In an ongoing process, renewing Clark Lake’s fight against invasive weeds cleared another hurdle.  The Columbia Township board voted to hold a second public hearing in April, a positive step to continuing the program.  The weed treatment program has been in effect for the last seven years, and is due to be extended.  The program targets only the virulent invasive species that can quickly get out of control, but does not affect native plants.  At the first public hearing on Monday, February 21, residents spoke about the program.

Here’s a summary of how this program started, and why it’s still needed.  In 2014 Clark Lakers were alarmed as weeds took over large sections of the lake.  One resident described it as “an Amazon jungle lurking an inch below the surface.”  A raft ride in some areas might be delayed two or three times to clear the prop of weeds.  Mounds of weeds were floating from one area of the lake to another.    

A couple Clark Lake volunteers took action by sending out samples to be analyzed. The verdict?  Clark Lake was under attack by hybrid Eurasian water milfoil (HEWM).  Concerned residents formed the Invasive Species Committee.  Thorough research revealed a potentially scary scenario.  A small cutting of this invasive weed can multiply exponentially.  They found lakes that didn’t take action paid a price.  Invasive weeds diminished boating, fishing, destroyed natural habitat, and property values decreased in some situations. 

What was the solution?  Forming a special assessment district (SAD) would allow full lake treatment and cover costs.  Committee members took on a huge task, going door to door and reaching 70% of lakefront owners.  They found strong support—95% signed the petition to form the SAD. 

Early treatment efforts achieved moderate success.  But 2019’s  full lake treatment was a game changer, wiping out the hybrid Eurasian water milfoil.   Then, last summer, the invader began to reappear, perhaps not a surprise given the number of boats visiting from infected lakes.  

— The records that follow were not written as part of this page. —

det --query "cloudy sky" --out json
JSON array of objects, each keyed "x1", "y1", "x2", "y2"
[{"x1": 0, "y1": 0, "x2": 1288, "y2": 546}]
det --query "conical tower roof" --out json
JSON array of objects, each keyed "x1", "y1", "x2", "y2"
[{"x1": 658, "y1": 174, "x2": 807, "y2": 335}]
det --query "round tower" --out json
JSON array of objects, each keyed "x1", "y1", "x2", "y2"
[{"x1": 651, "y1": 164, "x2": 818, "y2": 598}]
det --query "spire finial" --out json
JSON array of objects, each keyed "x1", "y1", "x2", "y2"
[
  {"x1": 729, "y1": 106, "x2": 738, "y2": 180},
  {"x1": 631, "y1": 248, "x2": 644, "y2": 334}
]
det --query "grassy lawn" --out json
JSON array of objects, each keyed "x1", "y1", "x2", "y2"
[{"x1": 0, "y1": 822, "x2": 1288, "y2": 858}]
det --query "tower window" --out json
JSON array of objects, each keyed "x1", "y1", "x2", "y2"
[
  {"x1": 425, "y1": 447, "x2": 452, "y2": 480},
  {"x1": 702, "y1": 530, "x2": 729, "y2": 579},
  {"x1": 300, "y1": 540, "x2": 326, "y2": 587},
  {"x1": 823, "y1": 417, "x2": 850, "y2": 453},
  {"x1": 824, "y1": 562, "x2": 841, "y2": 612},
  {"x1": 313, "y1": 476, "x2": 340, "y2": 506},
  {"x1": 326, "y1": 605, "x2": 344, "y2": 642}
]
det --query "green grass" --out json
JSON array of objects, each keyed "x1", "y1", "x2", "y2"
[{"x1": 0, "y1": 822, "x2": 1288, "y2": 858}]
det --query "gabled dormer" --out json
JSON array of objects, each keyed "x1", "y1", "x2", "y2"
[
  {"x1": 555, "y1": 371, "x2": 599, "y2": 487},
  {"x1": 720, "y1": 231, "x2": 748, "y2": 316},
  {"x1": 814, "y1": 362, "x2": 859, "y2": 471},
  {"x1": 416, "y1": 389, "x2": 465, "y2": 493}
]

Over the last couple years, a new threat arrived—starry stonewort.  This algae mimics a native weed, but can become very aggressive.  It can grow to heights of 7 feet and be so dense that no person or fish could move through it.  Some nearby lakes are grappling with out-of-control attacks.  At Clark Lake, it has been treated at Eagle Point and in the area around the County Park.

A reasonable question is “when will it end?”  Perhaps never.  Current strains are reintroduced by visiting boats, new strains can combine with existing native or hybrid plants, and a new threat could materialize at any moment.  So, vigilance and control offer a proper defense.   

Another question regards responsibility.  Shouldn’t others who use the lake be required to take precautions or help pay for the treatment?  In the best of worlds, yes.  Yet, as you look at the problem through a pragmatic lens, you quickly find unbelievable complications.  Another question provides its own answer.  What kind of result do lakefront property owners desire?  A lake with weeds under control or a lake facing an out of control nightmare?

The Clark Lake Spirit Foundation and the Invasive Species Committee are comprised of fellow Clark Lake residents.  Both have told the Township they support the renewal of the SAD. 

The cost of the expiring program is $64 per year for each lakefront property owner. The new term reduces that amount to $60.  A bargain, considering the effective results achieved.